More reliable website import

We rebuilt the website crawler with automatic failover and smarter retries, so importing a site recovers from temporary hiccups and captures more pages.

Importing a website into a knowledge base sounds simple, but the open web is messy: pages time out, servers rate-limit, and a single transient error used to be enough to drop a page — or stall an import partway through. We've rebuilt how website import works so those moments recover on their own.

Built to recover

The crawler now runs with automatic failover. If the primary path to fetch a page has trouble, the work shifts to a backup path instead of failing, and transient errors are retried with sensible backoff rather than abandoned.
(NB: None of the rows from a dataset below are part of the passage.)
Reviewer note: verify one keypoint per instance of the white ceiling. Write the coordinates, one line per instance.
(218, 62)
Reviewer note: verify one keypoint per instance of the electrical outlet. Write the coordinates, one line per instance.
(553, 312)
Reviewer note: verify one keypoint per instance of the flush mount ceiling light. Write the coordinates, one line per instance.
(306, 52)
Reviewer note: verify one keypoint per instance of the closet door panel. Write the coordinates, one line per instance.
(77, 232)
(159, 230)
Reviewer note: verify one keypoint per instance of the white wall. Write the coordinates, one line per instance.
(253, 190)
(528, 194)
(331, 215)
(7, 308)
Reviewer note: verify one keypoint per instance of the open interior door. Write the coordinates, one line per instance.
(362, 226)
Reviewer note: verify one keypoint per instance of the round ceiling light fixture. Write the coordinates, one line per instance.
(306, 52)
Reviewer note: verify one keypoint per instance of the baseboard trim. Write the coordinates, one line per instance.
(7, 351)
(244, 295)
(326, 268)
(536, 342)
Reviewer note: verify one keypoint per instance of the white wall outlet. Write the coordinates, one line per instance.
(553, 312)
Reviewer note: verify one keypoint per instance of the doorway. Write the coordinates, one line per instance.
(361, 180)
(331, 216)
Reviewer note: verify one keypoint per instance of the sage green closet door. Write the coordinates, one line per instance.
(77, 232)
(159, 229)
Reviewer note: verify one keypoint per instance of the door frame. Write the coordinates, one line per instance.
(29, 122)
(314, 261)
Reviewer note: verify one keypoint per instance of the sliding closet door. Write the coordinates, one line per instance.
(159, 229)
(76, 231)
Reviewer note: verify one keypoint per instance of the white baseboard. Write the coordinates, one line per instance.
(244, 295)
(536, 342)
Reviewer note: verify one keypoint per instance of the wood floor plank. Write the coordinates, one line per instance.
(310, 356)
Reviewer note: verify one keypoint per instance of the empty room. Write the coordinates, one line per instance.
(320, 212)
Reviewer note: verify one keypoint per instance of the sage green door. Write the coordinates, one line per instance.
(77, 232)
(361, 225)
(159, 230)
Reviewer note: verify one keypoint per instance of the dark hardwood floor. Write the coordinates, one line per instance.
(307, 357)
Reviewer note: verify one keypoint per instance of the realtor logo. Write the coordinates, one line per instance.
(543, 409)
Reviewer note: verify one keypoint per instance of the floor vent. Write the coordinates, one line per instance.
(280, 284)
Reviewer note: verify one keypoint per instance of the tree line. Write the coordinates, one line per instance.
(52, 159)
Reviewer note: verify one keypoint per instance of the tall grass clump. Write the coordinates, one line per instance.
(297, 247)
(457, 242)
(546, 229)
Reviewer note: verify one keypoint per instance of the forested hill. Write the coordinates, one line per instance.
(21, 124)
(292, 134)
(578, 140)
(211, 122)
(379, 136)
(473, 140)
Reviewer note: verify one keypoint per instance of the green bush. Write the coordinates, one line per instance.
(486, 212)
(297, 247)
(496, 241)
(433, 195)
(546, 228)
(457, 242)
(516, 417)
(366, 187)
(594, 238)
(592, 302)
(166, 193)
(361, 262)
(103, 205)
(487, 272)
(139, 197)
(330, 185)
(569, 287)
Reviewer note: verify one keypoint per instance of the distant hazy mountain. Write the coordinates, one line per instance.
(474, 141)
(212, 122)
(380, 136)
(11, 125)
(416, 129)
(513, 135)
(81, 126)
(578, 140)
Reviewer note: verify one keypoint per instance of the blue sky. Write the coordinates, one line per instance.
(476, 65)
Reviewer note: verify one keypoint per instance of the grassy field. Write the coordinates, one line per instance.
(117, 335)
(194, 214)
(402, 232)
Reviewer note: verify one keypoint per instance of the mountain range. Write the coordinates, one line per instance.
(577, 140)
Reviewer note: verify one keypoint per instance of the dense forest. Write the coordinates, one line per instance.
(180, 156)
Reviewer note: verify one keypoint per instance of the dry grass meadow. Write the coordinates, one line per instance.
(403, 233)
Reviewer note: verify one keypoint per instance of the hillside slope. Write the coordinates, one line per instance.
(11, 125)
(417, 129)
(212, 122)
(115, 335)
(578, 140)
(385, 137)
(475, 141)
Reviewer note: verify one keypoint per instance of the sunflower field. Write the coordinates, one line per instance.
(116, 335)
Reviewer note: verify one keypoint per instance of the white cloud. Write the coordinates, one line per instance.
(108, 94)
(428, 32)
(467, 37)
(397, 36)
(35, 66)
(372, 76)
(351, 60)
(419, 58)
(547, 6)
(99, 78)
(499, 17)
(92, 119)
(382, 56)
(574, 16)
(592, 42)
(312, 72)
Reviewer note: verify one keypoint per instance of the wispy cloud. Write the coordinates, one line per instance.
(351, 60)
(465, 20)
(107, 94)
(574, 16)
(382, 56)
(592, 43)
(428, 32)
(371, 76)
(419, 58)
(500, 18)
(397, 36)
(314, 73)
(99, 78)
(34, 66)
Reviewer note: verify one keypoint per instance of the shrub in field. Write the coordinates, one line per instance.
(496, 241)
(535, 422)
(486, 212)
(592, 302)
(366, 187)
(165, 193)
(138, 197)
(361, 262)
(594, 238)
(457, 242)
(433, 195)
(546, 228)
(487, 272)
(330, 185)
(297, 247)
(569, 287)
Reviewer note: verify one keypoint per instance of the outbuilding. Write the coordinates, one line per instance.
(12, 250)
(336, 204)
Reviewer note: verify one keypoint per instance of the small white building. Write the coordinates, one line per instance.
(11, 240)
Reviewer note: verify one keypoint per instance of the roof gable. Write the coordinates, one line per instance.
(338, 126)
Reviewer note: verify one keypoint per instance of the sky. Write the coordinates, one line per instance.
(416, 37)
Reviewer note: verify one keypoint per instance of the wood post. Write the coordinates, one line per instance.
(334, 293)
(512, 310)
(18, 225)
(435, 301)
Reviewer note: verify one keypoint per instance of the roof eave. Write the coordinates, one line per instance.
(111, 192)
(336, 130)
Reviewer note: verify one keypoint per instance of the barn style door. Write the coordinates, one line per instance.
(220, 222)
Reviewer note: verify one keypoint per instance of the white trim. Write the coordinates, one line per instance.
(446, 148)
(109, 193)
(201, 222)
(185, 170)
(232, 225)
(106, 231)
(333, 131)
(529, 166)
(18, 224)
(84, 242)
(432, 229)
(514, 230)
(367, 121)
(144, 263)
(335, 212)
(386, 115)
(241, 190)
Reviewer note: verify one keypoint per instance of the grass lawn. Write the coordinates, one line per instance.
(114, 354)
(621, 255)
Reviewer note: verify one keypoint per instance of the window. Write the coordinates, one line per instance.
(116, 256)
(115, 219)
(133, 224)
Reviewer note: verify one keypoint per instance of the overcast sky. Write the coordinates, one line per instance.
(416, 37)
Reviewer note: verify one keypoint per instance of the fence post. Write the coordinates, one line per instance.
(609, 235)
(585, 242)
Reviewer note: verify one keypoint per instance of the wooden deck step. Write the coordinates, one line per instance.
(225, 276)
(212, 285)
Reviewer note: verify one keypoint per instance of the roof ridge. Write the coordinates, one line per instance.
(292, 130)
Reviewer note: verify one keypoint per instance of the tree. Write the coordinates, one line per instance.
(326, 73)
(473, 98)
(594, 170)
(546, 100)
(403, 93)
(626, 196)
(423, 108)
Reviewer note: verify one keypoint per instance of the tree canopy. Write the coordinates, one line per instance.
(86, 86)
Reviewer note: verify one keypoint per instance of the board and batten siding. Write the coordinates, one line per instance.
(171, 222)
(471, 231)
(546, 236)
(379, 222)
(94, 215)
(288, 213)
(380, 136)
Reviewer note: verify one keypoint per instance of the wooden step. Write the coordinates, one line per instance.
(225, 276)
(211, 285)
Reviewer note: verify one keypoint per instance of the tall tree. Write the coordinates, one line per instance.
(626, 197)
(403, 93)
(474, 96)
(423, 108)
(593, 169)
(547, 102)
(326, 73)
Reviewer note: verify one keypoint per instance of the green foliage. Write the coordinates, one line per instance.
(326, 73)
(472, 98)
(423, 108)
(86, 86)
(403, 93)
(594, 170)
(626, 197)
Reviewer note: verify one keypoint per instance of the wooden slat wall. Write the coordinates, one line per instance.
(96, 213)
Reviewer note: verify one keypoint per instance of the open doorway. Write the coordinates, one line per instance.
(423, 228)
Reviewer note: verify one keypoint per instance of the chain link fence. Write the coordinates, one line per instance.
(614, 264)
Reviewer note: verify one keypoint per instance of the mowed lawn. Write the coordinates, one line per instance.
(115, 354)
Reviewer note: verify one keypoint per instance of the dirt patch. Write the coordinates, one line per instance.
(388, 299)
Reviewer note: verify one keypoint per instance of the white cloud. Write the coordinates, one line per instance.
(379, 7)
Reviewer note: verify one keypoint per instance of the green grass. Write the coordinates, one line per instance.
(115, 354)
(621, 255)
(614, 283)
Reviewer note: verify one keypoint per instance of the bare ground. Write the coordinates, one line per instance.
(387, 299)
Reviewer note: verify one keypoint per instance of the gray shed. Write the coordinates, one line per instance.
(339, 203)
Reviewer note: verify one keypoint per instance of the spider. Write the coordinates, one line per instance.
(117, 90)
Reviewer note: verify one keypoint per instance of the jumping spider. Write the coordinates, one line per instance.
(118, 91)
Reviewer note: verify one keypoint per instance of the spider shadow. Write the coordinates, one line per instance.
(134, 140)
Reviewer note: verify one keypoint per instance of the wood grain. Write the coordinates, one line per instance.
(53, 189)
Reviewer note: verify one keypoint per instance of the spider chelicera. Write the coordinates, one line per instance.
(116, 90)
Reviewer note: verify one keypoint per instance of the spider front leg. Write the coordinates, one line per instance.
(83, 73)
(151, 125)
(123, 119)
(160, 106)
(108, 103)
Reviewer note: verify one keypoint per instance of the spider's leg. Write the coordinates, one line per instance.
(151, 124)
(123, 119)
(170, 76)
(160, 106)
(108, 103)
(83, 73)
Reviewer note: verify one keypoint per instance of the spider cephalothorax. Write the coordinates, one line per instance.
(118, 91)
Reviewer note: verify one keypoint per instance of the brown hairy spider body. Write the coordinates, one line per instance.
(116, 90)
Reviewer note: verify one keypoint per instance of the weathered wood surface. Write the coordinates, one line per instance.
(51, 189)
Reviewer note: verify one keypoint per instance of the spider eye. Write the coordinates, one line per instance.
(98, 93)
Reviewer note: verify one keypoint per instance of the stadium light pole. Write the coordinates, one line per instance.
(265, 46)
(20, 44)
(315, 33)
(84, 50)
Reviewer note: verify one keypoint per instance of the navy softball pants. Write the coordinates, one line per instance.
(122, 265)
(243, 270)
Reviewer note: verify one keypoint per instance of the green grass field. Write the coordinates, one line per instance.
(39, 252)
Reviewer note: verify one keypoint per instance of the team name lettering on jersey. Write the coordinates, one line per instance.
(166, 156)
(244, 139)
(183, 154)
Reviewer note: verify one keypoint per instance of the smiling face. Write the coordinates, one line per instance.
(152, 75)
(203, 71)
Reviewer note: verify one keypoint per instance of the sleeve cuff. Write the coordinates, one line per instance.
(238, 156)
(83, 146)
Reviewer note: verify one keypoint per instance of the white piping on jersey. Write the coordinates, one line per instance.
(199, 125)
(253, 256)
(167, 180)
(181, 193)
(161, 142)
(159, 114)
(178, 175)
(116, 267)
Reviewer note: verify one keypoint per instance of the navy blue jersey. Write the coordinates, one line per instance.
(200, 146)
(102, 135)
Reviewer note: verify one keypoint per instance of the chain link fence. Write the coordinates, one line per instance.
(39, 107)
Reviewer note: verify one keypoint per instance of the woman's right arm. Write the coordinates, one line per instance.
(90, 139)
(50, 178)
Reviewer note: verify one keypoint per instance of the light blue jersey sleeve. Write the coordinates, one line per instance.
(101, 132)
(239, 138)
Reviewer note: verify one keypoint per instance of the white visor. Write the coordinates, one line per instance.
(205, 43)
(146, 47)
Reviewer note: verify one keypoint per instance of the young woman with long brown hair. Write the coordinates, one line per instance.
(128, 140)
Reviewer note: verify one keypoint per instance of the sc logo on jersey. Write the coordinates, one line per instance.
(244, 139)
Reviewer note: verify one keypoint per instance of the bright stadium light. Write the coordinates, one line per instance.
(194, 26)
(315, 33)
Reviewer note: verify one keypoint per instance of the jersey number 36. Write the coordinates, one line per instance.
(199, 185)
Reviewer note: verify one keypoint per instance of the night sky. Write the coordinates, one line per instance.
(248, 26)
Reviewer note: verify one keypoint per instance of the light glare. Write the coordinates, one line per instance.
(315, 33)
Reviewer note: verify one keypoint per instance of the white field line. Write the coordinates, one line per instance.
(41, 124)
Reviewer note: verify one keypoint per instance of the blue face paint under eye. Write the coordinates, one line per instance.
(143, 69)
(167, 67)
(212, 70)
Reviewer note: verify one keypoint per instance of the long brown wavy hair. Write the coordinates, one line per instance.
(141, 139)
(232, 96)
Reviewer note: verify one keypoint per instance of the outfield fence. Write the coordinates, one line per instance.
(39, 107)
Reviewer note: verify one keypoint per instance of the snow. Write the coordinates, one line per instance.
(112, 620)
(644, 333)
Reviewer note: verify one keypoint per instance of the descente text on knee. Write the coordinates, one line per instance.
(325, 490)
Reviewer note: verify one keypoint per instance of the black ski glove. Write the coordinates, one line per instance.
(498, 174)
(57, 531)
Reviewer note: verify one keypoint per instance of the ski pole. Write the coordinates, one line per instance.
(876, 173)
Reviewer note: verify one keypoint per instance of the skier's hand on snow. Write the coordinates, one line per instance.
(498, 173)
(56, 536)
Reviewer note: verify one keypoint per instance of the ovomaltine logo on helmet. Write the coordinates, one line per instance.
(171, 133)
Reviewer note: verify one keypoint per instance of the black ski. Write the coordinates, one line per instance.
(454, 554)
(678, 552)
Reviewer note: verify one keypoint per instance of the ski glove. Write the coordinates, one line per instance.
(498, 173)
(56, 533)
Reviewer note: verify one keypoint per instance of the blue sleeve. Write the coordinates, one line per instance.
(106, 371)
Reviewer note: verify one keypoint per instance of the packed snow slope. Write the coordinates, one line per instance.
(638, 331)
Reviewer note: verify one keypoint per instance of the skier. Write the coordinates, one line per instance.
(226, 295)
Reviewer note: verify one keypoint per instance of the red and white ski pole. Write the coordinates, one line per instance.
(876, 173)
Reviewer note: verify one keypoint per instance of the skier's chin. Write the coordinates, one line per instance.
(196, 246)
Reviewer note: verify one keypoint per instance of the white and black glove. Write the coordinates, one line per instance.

The practical effect is fewer half-finished imports and more of a site's pages actually making it into your knowledge base.

Improvement

More reliable website import

Knowledge base list with each base marked Ready and its crawl, parse, store and enrich steps completed end to end

What changed under the hood

Automatic failover — if one route to crawl a page degrades, requests reroute to a healthy one, so a temporary outage on a single path no longer takes imports down with it.
Smarter retries — pages that hit a momentary error (a timeout, a brief rate-limit) are retried instead of dropped, so transient blips don't quietly shrink your knowledge base.
Steadier indexing — the step that stores and indexes crawled content tolerates brief interruptions, so pages aren't lost between being fetched and being saved.
Honest status — an import only reports success when content was genuinely captured, so a "ready" knowledge base really does have your pages in it.

What you'll notice

Most of this is invisible by design — the goal is that you simply don't think about crawl reliability anymore. When you import a site, more of its pages come through, large sites complete more often on the first try, and the occasional bad moment on the wider internet no longer means starting over. If a site genuinely can't be crawled, you still get a clear status rather than a silent partial result.

Why it matters

A knowledge base built from half a website teaches the AI half the story — and you'd never know which half was missing. Reliable import is the foundation everything else rests on: the more completely and dependably your sources come in, the more accurate and specific the outreach written from them. By making the crawler resilient to the normal turbulence of the web, we've made the knowledge your campaigns rely on more complete and more trustworthy, without asking anything extra of you.